The Foxes’ victory would be worthy of celebration in any era, but coming as it does in the context of billionaire sugar daddies and astronomical TV deals, Leicester’s title is nothing short of miraculous. It must also be immensely satisfying for the genial Ranieri on a personal level. The former Chelsea boss was once vilified and castigated as a well-meaning eccentric, a talented manager whose undoubted potential was curtailed by erratic team selections. How times have changed! Such unfair characterisation has been permanently cast aside, as Ranieri’s charges romped home with composed, ruthless determination. What makes Leicester’s achievement so incredible is that it has been crafted with comparatively meagre resources. The champions of 2016 simply haven’t got the financial or political clout to justify a title challenge in the modern game, let alone a win. To outflank their more illustrious rivals in such emphatic fashion ranks as one of the greatest sporting achievements in recent times. From Tinker man to managerial genius. It has been quite a journey.

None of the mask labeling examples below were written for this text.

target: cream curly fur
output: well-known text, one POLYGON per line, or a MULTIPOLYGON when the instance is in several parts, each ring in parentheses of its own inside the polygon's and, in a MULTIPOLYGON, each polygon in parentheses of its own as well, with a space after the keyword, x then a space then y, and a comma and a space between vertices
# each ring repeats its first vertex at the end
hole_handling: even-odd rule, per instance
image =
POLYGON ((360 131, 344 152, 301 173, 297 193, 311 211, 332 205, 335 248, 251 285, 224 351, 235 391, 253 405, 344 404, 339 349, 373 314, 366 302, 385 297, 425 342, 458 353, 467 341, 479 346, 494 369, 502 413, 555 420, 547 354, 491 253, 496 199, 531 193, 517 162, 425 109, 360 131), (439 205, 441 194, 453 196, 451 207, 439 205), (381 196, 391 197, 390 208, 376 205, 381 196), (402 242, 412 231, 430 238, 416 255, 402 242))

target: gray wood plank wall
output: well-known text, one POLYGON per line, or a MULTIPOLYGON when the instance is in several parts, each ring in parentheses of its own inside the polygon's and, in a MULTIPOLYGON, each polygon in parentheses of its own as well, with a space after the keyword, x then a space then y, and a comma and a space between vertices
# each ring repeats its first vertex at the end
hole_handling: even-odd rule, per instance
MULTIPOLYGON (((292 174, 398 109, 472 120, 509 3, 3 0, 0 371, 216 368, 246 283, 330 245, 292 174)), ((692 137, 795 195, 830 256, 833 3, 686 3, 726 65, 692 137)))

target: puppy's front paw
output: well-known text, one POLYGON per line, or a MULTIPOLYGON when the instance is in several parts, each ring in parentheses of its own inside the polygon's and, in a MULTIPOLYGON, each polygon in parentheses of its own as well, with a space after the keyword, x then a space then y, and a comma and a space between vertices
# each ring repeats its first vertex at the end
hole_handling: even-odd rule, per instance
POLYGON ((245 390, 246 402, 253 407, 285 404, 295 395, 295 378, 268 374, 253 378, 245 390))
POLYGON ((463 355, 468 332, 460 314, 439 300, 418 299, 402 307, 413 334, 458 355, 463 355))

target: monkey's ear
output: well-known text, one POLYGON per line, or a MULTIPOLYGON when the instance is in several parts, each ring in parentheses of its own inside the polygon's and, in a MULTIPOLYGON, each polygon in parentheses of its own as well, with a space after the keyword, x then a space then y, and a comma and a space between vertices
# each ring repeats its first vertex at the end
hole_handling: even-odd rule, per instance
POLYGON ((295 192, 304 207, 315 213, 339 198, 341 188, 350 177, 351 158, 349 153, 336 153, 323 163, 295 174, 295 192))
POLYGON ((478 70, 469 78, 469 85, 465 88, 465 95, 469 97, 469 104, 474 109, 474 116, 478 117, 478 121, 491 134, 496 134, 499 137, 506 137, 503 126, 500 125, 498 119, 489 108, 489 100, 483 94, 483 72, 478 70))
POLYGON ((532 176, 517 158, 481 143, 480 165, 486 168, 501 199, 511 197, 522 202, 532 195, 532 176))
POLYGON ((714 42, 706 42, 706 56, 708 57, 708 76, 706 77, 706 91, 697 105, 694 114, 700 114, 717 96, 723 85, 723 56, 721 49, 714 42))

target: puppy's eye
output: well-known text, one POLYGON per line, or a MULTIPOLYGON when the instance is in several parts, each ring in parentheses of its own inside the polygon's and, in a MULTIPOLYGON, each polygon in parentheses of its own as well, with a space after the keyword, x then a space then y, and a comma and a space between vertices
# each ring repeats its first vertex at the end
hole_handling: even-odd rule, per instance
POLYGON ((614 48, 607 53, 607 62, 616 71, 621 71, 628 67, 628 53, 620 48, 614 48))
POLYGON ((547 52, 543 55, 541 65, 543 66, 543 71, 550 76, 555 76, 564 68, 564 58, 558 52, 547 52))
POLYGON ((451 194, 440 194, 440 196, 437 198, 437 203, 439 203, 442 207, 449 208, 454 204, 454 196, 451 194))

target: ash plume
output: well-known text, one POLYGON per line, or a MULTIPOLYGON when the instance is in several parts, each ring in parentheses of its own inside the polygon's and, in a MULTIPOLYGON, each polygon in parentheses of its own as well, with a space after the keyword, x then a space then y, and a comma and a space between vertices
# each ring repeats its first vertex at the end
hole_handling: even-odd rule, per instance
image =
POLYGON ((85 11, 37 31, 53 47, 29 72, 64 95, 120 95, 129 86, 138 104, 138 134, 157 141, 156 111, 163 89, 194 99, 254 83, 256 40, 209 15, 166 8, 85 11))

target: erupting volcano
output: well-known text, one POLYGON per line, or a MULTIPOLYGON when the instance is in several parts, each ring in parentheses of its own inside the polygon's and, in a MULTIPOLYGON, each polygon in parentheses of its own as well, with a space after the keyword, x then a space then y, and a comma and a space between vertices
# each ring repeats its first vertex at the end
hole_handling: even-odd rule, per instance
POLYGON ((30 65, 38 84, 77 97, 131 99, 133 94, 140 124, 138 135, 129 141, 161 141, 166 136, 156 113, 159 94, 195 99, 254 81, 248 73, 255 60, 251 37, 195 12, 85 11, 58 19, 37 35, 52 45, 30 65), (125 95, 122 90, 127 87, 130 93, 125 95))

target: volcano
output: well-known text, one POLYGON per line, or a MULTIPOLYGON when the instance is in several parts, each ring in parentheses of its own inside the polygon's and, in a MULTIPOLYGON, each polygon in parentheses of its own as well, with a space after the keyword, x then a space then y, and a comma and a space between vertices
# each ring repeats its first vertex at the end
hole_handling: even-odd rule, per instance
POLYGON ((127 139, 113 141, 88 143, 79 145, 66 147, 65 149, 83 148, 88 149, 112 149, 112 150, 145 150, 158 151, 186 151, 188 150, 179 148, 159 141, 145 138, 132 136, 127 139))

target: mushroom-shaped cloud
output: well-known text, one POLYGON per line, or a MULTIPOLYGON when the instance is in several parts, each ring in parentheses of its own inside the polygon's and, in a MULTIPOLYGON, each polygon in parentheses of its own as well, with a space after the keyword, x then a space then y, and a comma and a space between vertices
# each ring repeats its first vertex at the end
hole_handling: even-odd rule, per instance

It hasn’t generated as many column inches, but another fantastic and wondrous underdog story is happening on this side of the Irish Sea. Pat Lam’s Connacht haven’t won anything tangible (not yet anyway) but their Pro12 achievement stands alongside that of Leicester’s footballers in terms of historical significance. The western province has led the way throughout the regular Pro12 standings, playing a style of rugby that is enterprising and innovative. Creativity practically oozes from the Galway men these days, and a regularly jam packed Sportsground is testament to their attractiveness for supporters. What makes Connacht’s feat genuinely remarkable as it it has come out of what can only be described as sporting oblivion. Traditionally labelled the “Cinderella province”, it is easy to forget that just over a decade ago, Connacht were threatened with professional extinction. The IRFU considered disbanding Ireland’s fourth professional franchise, only to have a last minute change of heart, partly inspired by a popular outcry against the decision. Connacht’s revival, therefore, must be viewed in this context of uncertainty. One hopes the men in green finish the job, but regardless of their final league position, Lam has done phenomenal work at the Sportsground.
There is something about unexpected success that sparks the soul of sports fans. Such victories are as elusive as they are laudable, but I don’t believe that is the reason we eulogise underdog wins to such an extent. Winning against the odds (in any walk of life) inspires the romantic and idealistic within all of us. But such wins also scream possibility and hope. We all constrain ourselves with self-imposed limitations, but truly great things can be accomplished if sufficient belief is marshalled. For if Leicester and Connacht can do it, anyone can. All hail the underdog. Events as rare as hens’ teeth deserve to be celebrated for the miracles they are. Jamie Vardy has every right to have a party.